Another really interesting session with Jo Kear. This morning she looked at on-line research resources including brilliant videos and short films on the Tate Channel on the Tate website, link here.
We looked at one on Measuring the Universe, a summer project at Tate St Ives, inspired by every family's habit of measuring the height of their children against the kitchen wall. Also a brilliant video about John Wood and Paul Harrison who make installation and performance art based at Spike Island in Bristol: the link is here..
There is also lots of fantastic material on the V and A site (link is here), and lots of other London galleries including the Saatchi, the National Gallery, etc, etc.
I also have found and used the websites for MoMA New York here , the Guggenheim link here, the Louvre (link here), etc, etc.
Too much information !
There is so much available one could spend an entire life just rummaging through and looking at on-line material and images. So selectivity becomes a new core skill, which I am beginning to learn.

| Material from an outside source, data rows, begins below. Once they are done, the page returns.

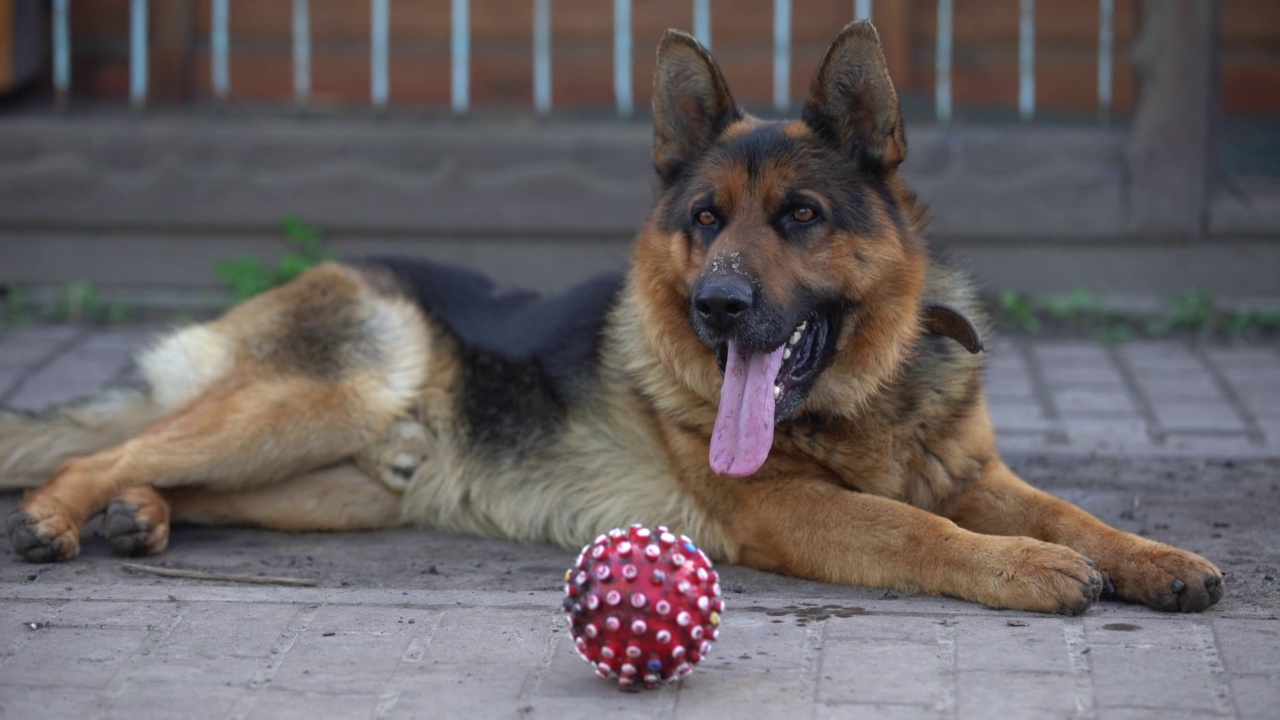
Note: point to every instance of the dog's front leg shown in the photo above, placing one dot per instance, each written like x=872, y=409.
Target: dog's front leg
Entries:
x=1136, y=569
x=816, y=529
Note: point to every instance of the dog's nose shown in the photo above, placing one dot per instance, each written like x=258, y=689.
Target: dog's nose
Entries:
x=721, y=301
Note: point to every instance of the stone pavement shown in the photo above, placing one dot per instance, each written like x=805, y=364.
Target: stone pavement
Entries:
x=1171, y=440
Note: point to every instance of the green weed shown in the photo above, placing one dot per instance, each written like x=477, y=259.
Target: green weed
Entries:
x=247, y=276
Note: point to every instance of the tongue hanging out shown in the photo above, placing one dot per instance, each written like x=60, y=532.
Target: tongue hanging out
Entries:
x=744, y=425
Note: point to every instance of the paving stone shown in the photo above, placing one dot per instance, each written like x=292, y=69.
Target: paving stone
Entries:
x=1032, y=645
x=18, y=701
x=1151, y=678
x=1093, y=376
x=78, y=657
x=22, y=347
x=983, y=695
x=67, y=378
x=1257, y=697
x=347, y=648
x=519, y=638
x=216, y=643
x=1093, y=404
x=1119, y=432
x=1160, y=355
x=1196, y=415
x=176, y=700
x=1056, y=354
x=886, y=662
x=880, y=711
x=1023, y=417
x=278, y=703
x=1187, y=386
x=1248, y=646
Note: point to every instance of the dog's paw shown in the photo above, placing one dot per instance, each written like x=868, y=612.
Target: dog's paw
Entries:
x=397, y=456
x=42, y=537
x=1162, y=578
x=1041, y=577
x=137, y=523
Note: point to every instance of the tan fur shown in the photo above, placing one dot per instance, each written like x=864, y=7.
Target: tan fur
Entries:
x=337, y=402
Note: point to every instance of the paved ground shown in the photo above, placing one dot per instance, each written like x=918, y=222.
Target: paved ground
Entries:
x=1175, y=441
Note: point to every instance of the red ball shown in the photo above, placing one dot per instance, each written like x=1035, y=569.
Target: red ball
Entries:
x=643, y=605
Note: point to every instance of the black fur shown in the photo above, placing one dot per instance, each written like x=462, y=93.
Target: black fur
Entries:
x=845, y=187
x=522, y=352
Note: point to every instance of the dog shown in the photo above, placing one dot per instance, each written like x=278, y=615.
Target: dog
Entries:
x=785, y=374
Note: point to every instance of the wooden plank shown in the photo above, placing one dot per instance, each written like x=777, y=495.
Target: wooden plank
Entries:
x=1170, y=147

The main subject of Jo's lecture was a case study in really looking at a picture, and understanding how to de-code it in terms of its form (medium, form, size, subject matter, colour, technique, style, etc etc) and context (artist, time, historical, social and political contexts, etc, etc). We looked at a huge painting which I had never heard of before, The Raft of the Medusa painted in 1819 by the French artist Theodore Gericoult (1791-1824). It is massive, 23 ft long and 16 ft high, and hangs currently in the Louvre.
Jo unfolded the context of the painting (the controversial wreck of a French Government sponsored boat carrying settlers to Senegal, and the subsequent loss of most of the steerage passengers in dreadful circumstances at sea). We understood how the painting was read by the public and the government, and how it fitted into the French political scene in the years immediately following the death of Napoleon and the downfall of the First Republic.
We looked at some other works by Gericault, and by Delacroix, a contemporary French painter, and talked more generally about the Romantic style, and how artists used it to focus on big emotions and passionate human responses.
A really useful session, I learnt a lot about how to unpack a painting and look for the context and related information to turn what at first sight seems like a huge, dark , rather over-blown picture into a fascinating statement about the artist and his world. Another great Jo Kear morning!